Island im Winter - Judith Imgrund

Island im Winter
eine Erlebnisreise der etwas anderen Art
Vorankündigung
Termin: Februar / März 2017
Island ist ein Land, das einen innerhalb kürzester Zeit in seinen Bann zieht. Island
bewegt die Phantasie und Emotionen. Island hinterlässt Eindrücke.

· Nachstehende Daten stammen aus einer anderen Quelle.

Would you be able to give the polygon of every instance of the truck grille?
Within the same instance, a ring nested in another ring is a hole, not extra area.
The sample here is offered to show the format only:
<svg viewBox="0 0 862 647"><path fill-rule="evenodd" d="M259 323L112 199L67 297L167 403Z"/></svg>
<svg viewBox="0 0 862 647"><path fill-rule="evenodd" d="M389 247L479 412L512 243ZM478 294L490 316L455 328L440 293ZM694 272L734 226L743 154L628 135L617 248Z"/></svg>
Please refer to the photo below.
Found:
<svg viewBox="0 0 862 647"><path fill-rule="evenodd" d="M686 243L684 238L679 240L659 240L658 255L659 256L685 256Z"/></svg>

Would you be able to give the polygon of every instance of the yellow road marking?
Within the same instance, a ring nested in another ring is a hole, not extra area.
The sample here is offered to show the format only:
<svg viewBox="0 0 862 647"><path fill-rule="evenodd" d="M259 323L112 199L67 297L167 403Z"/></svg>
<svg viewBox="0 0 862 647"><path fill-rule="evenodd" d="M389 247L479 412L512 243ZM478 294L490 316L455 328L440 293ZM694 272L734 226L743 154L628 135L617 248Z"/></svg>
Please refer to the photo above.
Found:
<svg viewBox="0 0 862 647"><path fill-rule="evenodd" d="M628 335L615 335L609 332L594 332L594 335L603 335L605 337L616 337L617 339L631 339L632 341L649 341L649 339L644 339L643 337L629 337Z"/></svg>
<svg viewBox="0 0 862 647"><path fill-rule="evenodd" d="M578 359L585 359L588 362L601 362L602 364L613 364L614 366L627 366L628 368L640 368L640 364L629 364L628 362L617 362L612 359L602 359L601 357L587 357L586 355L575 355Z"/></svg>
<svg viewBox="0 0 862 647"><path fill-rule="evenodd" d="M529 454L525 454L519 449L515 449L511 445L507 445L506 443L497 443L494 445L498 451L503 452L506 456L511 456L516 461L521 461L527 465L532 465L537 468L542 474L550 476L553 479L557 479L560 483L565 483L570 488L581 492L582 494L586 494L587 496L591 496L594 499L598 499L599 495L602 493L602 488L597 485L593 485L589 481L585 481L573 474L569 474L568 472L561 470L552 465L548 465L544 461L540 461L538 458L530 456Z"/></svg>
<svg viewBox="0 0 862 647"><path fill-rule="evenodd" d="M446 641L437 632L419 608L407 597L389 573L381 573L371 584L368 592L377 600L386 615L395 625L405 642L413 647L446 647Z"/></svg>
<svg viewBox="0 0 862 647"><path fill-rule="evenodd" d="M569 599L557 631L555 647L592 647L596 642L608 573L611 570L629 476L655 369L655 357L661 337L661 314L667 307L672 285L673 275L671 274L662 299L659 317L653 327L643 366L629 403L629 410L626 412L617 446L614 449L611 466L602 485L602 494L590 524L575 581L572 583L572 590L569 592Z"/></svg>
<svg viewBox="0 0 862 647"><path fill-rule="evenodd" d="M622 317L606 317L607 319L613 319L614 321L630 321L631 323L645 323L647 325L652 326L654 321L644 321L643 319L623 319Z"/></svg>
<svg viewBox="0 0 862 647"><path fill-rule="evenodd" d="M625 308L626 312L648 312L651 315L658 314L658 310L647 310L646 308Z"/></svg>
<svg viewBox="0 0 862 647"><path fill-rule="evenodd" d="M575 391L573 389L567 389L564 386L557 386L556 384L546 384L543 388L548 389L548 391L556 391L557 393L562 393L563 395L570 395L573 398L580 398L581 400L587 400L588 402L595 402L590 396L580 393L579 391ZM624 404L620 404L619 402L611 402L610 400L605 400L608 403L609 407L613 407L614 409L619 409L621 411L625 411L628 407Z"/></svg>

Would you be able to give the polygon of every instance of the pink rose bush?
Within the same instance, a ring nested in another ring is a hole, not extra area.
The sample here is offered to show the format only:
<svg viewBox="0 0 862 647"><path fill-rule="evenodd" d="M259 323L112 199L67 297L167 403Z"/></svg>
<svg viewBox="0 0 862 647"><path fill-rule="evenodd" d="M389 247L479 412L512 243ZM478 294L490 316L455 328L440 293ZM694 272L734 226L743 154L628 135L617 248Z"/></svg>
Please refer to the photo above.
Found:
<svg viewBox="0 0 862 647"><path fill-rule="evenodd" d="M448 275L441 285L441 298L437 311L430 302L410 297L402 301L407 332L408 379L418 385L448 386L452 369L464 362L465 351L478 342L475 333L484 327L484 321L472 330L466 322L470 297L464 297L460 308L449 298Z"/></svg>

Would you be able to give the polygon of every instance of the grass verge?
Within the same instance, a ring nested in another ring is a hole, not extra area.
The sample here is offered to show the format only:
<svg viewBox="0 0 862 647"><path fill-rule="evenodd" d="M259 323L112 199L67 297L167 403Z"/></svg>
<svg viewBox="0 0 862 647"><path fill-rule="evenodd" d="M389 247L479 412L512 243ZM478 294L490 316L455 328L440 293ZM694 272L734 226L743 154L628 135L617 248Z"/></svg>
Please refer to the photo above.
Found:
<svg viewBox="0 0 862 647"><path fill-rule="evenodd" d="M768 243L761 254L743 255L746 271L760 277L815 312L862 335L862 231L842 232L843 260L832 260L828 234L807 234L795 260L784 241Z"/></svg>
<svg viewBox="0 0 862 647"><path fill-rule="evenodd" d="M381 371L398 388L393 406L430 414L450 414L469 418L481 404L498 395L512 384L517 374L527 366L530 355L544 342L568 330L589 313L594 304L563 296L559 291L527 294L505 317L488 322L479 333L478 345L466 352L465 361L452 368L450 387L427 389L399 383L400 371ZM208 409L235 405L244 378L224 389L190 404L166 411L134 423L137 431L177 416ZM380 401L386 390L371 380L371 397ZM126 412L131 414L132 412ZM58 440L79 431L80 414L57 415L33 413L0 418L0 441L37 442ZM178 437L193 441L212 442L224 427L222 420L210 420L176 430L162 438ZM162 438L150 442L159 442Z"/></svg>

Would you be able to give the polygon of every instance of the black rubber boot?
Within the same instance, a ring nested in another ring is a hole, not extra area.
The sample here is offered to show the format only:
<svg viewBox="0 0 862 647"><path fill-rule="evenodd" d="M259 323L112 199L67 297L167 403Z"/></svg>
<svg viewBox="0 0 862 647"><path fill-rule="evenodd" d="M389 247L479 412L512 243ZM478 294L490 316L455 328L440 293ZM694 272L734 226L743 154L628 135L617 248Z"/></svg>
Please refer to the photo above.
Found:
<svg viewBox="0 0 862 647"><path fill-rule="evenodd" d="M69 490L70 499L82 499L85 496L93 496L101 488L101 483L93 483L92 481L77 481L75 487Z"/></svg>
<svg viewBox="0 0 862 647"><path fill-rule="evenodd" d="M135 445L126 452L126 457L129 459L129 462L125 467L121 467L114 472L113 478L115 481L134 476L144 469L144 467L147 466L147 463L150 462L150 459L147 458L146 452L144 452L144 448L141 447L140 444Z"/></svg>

Die Natur hat im hochtechnisierten Alltag der Isländer immer noch ein Wörtchen
mitzureden: Regelmäßig muss mit Vulkanausbrüchen und Erdbeben gerechnet
werden. Antlantikstürme fegen über die Insel hinweg und legen das Leben zeitweise
lahm. Die Gestaltung der Landschaft durch Feuer, Eis, Wind und Wasser ist sichtbar
und unmittelbar erfahrbar.
Island ist wild und unberechenbar. Die Menschen haben hier über Jahrhunderte
gelernt, mit den Naturgewalten umzugehen. Das Wesen vieler Isländer ist geprägt
von Spontanität und dem Vertrauen, auch in brenzligen Situationen eine Lösung zu
finden. „Þetta reddast“ heißt es - das wird schon.
Es ist eine Haltung, die unserem Planungs- und Sicherheitsdenken total widerspricht. Das Erlebnis einer Islandreise besteht unter anderem darin, sich diese
Haltung – zumindest für die Dauer der Tour – zu eigen zu machen. Eine Winterreise
in Island kann man zwar planen, aber die Realität wird wahrscheinlich anders
aussehen: Es kann passieren, dass wir einschneien. Es kann wunderschöne, kalte,
klare Wintertage geben, an denen die weite Landschaft von einem gleißendes Licht
überflutet wird. Wir erleben vielleicht einen Blizzard, in der die Welt nur noch aus
tobenden Schneekristallen besteht und man die Hand vor Augen nicht mehr sieht.
Wir werden uns auf unserer Reise den Begebenheiten anpassen müssen.
Wir wollen so viel Zeit wie möglich draußen verbringen. Wandern ist auch im Winter
möglich, vorausgesetzt, man stellt sich auf das Wetter ein. Neben zweckmäßiger
Kleidung betrifft das auch die innere Einstellung. Es ist wichtig, dass Du Dich mit
Kälte arrangieren kannst. Temperaturen um den Nullpunkt herum fühlen sich eisig
an, wenn es windig ist. Gut, dass in Island immer ein Schwimmbad mit Hot Pots
(Becken mit heißem Wasser) in der Nähe ist.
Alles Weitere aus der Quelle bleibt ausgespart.